Summary: This sermon takes a look back at ancient Babylon and compares it to modern day America.
Introduction: Most of you here tonight have probably heard the phrase or expression “The handwriting is on the wall” before. But what some of you many not realize is that the phrase originated from an event that is recorded in the Bible. Turn with me if you will to Daniel 5:1-6. (NIV)
On March 19, 2003, Saddam Hussein and his sons Udah and Kusah invited a few of their close friends and advisors to have dinner with them in an exclusive restaurant in downtown Baghdad. They did this despite the fact that an invasion seemed imminent from the U.S. forces that were amassing across the border in Kuwait. Saddam and his sons were used to the good life, and they weren’t about to let the threat of war ruin an opportunity to party with their friends. But someone tipped off some of our Special Forces troops who were already operating in the area and President Bush ordered a strategic strike. Saddam’s dinner party came to an abrupt end when cruise missiles slammed into the building and completely demolished it. Saddam and his sons survived this initial attack, but it was the beginning of the end for a brutal dictator who had ruled Iraq for 30 years.
Saddam liked to compare himself to the Great Babylonian King Nebuchadnezzar who ruled the Babylonian Empire from 519 until he died in 562 B.C. In fact before the war in Iraq began we learned that Saddam had spent millions and perhaps billions of dollars rebuilding the city of Babylon which is located approximately 50 miles South of Baghdad along the Euphrates River.
Babylon was the New York City of its day. It was the economic, cultural and religious center for the world during its hayday. The Hanging Gardens of Babylon, which Nebucadnezzar had built for his wife, was one of the 7 wonders of the ancient world.
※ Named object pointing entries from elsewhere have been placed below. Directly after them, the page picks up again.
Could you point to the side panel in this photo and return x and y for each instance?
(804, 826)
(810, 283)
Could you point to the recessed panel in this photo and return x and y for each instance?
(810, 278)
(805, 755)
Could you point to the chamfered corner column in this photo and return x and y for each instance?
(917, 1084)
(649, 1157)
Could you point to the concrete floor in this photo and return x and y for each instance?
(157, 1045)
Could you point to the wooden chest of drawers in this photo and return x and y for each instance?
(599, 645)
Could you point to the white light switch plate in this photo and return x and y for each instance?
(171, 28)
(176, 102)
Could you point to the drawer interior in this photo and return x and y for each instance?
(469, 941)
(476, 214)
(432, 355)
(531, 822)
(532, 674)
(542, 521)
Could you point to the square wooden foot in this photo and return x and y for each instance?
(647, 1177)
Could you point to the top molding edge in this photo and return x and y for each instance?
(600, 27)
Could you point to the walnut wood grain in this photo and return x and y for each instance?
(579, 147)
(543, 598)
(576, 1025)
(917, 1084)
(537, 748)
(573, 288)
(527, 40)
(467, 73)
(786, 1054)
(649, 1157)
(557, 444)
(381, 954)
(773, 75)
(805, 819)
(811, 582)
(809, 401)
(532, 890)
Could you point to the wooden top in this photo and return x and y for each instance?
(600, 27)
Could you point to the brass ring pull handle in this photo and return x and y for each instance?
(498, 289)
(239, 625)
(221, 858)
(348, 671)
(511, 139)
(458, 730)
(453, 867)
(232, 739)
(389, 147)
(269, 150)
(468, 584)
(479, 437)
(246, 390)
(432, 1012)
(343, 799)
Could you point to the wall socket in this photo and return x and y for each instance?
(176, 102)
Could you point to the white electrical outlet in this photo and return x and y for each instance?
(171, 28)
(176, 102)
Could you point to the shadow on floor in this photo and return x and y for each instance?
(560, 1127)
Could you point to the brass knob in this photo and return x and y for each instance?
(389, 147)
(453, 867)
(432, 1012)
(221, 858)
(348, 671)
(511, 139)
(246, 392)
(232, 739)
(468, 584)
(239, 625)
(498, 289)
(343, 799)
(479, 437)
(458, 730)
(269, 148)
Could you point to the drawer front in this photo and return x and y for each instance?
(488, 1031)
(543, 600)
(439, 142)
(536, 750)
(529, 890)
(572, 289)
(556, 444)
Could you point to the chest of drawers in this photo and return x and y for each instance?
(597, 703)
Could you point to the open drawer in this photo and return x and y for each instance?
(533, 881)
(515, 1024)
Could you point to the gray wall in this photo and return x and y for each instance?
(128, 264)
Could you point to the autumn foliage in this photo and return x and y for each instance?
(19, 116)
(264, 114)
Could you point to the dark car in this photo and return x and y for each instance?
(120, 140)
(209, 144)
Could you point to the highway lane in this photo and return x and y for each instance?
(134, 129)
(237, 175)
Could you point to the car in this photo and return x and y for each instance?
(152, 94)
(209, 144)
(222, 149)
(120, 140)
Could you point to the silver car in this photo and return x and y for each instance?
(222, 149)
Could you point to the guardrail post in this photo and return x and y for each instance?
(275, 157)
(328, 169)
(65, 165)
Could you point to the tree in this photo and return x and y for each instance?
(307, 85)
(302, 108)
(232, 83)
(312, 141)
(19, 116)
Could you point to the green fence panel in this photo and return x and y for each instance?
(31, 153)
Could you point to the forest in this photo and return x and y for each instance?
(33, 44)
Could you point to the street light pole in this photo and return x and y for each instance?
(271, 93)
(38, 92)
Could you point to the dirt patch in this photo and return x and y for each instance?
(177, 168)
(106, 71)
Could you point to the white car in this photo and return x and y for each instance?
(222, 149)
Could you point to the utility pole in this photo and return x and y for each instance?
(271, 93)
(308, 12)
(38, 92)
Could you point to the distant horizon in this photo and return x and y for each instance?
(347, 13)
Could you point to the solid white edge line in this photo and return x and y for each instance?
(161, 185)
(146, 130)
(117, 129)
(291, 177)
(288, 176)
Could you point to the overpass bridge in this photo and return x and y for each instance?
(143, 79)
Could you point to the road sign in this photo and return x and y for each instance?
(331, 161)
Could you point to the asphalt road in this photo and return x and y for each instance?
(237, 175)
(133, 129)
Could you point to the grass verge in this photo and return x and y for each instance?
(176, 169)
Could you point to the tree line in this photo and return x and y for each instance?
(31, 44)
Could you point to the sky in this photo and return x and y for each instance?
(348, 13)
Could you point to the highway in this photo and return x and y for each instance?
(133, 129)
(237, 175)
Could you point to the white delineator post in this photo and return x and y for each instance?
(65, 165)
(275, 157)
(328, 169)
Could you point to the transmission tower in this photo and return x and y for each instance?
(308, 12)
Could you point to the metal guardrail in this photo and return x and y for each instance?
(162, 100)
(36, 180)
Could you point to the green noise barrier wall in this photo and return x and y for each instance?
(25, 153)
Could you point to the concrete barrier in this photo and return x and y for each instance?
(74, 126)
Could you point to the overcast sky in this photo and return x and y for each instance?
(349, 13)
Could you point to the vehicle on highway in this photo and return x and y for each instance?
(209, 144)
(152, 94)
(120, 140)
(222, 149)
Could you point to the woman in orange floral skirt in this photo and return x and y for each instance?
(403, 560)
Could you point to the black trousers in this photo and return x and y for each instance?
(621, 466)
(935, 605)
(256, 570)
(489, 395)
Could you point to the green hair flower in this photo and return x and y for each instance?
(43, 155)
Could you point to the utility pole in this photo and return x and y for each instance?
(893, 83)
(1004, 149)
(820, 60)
From a military viewpoint the city of Babylon was virtually impossible to conquer. The wall surrounding it was 300 feet high, 80 feet wide, and extended 35 feet underground to prevent anyone from tunneling under it. At least 100 towers were placed on top of the wall to defend the city against attack.
The city covered approximately 100 square miles, which is five times larger than Paducah. The Euphrates River flowed through the middle of the city, which provided all the fresh water they needed. Historians believe the Babylonians had enough food stored up that they could have survived a 20 year siege. These are just a few of the reasons why Babylon was known as “Babylon the Great.” Earlier in the Book of Daniel, Daniel had interpreted King Nebucadnezzar’s dream and explained to him that the Babylonian Empire was the Greatest of 5 World Kingdoms.
Perhaps these were some of the reasons that Nebucadnezzar’s successor King Belshazzar didn’t seem overly concerned about the threat posed by the Persian army that was laying siege to the city. Like Saddam Hussein and his sons, Belshazzar wasn’t about to let a little thing like the threat of war keep him from having a good time. So he hosted a banquet and invited 1000 of the noblemen of Babylon to join him for a feast. Perhaps he wanted to reassure the nobility that despite the proximity of the enemy that there really wasn’t anything to worry about.